Ukrayna’nın NATO Üyeliği Hedefi ve Batı’yla Artan Gerilim
Ukrayna, Rusya tehdidine karşı NATO'ya katılmayı ve Başkan Joe Biden döneminde bir davet almayı hedefliyor. Ekim ayında Ukrayna'nın NATO elçisi Nataliia Galibarenko da bu hedeflerini doğruladı. Ancak, Rusya, NATO’nun genişlemesini kendi güvenliği açısından bir tehdit olarak görüyor ve Ukrayna’nın üyeliğinin yeni bir savaşa neden olabileceği uyarısında bulunuyor.
Kuzey Kore’nin Müdahalesi ve NATO’nun Tepkisi
Medvedev'in uyarılarına ek olarak NATO, Ukrayna'da konuşlandırıldığı iddia edilen Kuzey Kore askerlerinin varlığına ilişkin endişelerini artırdı. NATO Genel Sekreteri Mark Rutte, bu hareketin “önemli bir tırmanış” olduğunu söylerken, Litvanya Cumhurbaşkanı Gitanas Nausėda, NATO ülkelerinin Ukrayna’yı daha fazla askeri destekle güçlendirmesi gerektiğini belirtti.
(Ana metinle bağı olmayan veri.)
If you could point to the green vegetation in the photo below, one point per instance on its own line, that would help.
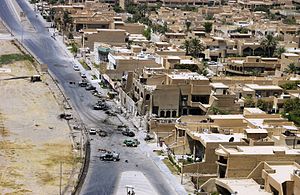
(269, 44)
(289, 21)
(209, 17)
(193, 47)
(147, 33)
(290, 85)
(242, 30)
(10, 58)
(264, 105)
(85, 65)
(208, 27)
(74, 48)
(118, 9)
(249, 102)
(292, 69)
(278, 51)
(292, 110)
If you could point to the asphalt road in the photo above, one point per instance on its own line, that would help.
(102, 177)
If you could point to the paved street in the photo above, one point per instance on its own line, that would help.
(102, 177)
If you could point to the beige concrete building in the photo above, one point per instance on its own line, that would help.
(229, 159)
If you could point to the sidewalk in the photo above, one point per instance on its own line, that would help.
(137, 181)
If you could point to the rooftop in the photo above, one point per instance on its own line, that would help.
(263, 87)
(282, 172)
(242, 186)
(227, 117)
(187, 75)
(258, 150)
(219, 85)
(217, 137)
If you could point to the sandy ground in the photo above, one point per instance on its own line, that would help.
(33, 140)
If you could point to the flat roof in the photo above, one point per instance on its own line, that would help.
(263, 87)
(291, 54)
(254, 110)
(229, 116)
(217, 137)
(282, 172)
(256, 131)
(187, 75)
(242, 186)
(219, 85)
(262, 150)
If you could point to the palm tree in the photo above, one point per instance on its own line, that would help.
(188, 24)
(292, 69)
(279, 51)
(196, 47)
(269, 43)
(186, 45)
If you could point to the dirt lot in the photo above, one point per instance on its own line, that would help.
(34, 141)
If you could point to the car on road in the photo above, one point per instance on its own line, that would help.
(76, 67)
(92, 131)
(110, 113)
(110, 156)
(90, 87)
(131, 142)
(83, 83)
(128, 133)
(102, 133)
(83, 75)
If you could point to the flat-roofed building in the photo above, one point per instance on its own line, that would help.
(230, 158)
(253, 65)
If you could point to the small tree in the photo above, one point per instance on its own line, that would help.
(208, 27)
(249, 102)
(147, 33)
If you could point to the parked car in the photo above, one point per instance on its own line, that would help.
(76, 67)
(131, 142)
(92, 131)
(110, 156)
(128, 133)
(90, 87)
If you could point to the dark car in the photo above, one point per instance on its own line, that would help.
(110, 156)
(102, 133)
(82, 83)
(131, 142)
(110, 113)
(128, 133)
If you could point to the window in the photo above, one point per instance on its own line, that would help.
(155, 110)
(168, 114)
(147, 96)
(174, 113)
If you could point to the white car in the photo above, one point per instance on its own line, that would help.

ABD’nin Tavrı ve Medvedev’in Tehditleri
ABD, Ukrayna'ya en çok silah yardımı yapan ülke olmasına rağmen, Rusya’yla doğrudan çatışmayı tetiklememek adına silahların Rusya topraklarına yönelik saldırılarda kullanılmasını yasaklıyor. Ancak Medvedev’in tehditleri, Kremlin'in Ukrayna üzerinden Batı ile çatışmayı derinleştirme riskini sürdürdüğünü gösteriyor.
Rusya ve Batı arasındaki bu gerginliklerin Üçüncü Dünya Savaşı ihtimalini artırabileceği endişesi, uluslararası kamuoyunda tedirginlik yaratmaya devam ediyor.